Libreville , le 10 août 2026 – (Dépêches 241). Un décret présidentiel du 4 juin 2026, publié au Journal officiel du 19 juin, affecte au Ministère de la Défense Nationale deux parcelles situées au Centre-Ville de Libreville, pour les besoins exclusifs de la Marine Nationale. La Parcelle n°176, Titre Foncier n°2755, couvre 407 mètres carrés. La Parcelle n°177, Titre Foncier n°1737, s’étend sur 2606 mètres carrés. Ensemble, ces deux titres représentent plus de 3000 mètres carrés dans l’un des secteurs fonciers les plus denses et les plus centraux de la capitale.
Le texte ne précise pas la situation antérieure des deux parcelles. Appartenaient-elles déjà au domaine privé de l’État avant cette affectation, ou ont-elles fait l’objet d’une récupération récente auprès d’un occupant ou d’un titulaire tiers ? Le décret, pris en application de la loi de 1963 sur le domaine de l’État, reste muet sur ce point, alors même que l’historique d’un titre foncier détermine souvent la nature des droits éventuellement lésés par un transfert.
Se pose également la question du choix du site. Le Centre-Ville de Libreville concentre parmi les valeurs foncières les plus élevées du pays, dans un contexte où l’Etat mène par ailleurs des opérations de cession de terrains périphériques, à Essassa notamment, pour répondre à la demande domiciliaire des ménages. Pourquoi mobiliser un foncier aussi central pour un usage naval, plutôt qu’un terrain en zone portuaire ou fluviale déjà dédiée aux activités maritimes ? Le décret n’apporte aucun élément de justification sur ce choix d’implantation.
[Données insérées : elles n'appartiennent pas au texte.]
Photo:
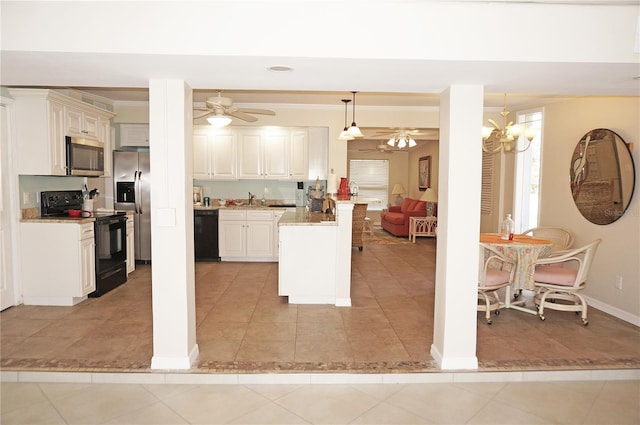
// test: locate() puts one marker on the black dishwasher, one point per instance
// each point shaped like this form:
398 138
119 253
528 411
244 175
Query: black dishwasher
205 229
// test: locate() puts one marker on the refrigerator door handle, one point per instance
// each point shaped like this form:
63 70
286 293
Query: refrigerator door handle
136 179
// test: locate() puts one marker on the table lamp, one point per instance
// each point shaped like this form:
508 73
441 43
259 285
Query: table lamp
398 190
431 198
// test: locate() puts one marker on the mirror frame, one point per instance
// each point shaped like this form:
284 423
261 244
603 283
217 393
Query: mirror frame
602 176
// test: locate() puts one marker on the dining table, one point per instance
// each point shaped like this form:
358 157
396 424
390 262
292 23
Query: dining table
525 250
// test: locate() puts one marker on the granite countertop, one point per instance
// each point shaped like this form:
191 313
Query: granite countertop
302 217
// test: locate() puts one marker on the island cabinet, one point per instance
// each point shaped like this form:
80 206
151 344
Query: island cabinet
72 258
42 120
214 154
246 235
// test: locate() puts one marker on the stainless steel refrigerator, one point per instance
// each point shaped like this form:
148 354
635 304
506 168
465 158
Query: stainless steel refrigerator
132 192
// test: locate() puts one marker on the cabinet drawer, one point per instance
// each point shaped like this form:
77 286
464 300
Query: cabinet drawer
231 215
260 215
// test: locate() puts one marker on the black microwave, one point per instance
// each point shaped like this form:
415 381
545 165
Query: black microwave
85 157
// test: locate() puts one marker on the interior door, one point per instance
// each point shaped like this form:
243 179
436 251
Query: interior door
6 257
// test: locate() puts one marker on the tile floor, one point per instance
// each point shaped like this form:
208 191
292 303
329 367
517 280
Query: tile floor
244 327
597 402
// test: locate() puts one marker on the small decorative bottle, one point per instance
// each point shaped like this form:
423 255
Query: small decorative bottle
507 229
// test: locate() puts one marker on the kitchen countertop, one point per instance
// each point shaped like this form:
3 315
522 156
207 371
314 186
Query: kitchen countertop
302 217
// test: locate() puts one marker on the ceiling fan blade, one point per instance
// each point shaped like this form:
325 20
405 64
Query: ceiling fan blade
241 115
256 111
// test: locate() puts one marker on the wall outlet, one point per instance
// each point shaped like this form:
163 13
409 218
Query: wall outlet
618 282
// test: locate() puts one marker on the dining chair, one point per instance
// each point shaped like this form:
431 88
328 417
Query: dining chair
497 272
562 239
559 278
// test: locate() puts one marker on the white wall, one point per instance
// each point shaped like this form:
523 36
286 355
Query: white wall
619 253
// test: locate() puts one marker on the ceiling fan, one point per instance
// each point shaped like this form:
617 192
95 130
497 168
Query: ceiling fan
383 148
218 108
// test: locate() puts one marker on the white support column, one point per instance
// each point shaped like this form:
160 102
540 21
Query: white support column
172 264
454 334
344 216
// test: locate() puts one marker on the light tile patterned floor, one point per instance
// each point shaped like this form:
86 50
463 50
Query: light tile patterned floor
243 326
598 402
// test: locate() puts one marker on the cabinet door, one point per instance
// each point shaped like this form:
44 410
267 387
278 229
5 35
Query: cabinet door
298 155
250 155
275 148
260 238
224 152
231 239
201 157
88 264
57 148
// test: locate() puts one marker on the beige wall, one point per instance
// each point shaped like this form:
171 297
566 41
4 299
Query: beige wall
619 253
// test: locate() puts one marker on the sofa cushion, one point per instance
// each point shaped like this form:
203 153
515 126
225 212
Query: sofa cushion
406 203
395 218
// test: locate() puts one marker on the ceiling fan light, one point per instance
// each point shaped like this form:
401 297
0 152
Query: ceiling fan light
219 120
354 131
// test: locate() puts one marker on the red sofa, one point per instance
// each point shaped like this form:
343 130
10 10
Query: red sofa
396 219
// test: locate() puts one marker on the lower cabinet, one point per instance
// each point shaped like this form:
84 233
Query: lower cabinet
63 273
131 245
246 235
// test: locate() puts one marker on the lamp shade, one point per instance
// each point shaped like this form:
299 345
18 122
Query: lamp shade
429 195
398 189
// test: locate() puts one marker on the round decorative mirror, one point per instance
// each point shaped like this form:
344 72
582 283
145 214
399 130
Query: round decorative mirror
602 176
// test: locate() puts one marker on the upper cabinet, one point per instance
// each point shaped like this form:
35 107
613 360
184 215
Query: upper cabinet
214 154
43 118
250 153
134 135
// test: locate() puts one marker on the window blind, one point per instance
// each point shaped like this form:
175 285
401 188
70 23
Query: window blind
372 178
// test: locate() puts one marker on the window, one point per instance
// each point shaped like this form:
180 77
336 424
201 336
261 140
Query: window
527 175
372 178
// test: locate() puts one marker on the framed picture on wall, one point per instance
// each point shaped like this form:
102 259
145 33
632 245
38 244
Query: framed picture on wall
424 172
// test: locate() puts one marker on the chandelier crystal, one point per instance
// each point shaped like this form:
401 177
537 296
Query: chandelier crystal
507 135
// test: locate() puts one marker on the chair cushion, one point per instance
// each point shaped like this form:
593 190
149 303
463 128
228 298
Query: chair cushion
496 277
556 275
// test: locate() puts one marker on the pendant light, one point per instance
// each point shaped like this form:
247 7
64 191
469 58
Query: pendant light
354 131
345 133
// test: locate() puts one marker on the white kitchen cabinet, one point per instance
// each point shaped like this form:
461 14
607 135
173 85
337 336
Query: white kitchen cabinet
81 123
131 244
72 258
214 154
263 154
299 155
41 124
246 235
136 135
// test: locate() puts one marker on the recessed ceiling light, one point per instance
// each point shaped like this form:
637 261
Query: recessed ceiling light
280 68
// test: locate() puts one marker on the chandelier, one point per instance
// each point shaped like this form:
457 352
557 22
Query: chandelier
402 141
507 135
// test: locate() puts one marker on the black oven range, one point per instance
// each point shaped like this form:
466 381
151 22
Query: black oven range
110 235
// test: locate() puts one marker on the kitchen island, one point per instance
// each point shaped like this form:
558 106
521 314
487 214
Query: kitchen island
315 256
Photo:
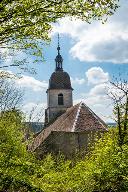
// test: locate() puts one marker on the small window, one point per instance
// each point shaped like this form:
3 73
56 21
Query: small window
60 99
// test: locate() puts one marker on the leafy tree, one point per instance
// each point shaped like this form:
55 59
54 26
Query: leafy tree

La clause d’annulation automatique en cas de détournement d’usage mérite aussi d’être interrogée dans sa portée pratique. Quel organe est chargé de vérifier, dans la durée, que la vocation navale des parcelles est effectivement respectée ? Ni l’Agence Nationale de l’Urbanisme, des Travaux Topographiques et du Cadastre, ni aucune autre structure de contrôle n’est explicitement désignée dans le texte pour assurer ce suivi, ce qui laisse ouverte la question de l’effectivité de cette garantie.
Au-delà du cas d’espèce, ce décret s’inscrit dans un mouvement de réorganisation du domaine de l’État, entre régularisations foncières au profit des familles, cessions de la Société Nationale Immobilière et transferts vers les administrations régaliennes. Une cartographie consolidée et périodiquement publiée des mouvements fonciers opérés par décret permettrait de documenter plus systématiquement ces arbitrages, et d’objectiver le coût d’opportunité que représente, pour l’Etat, la mobilisation de foncier central au profit d’usages non générateurs de valeur marchande directe.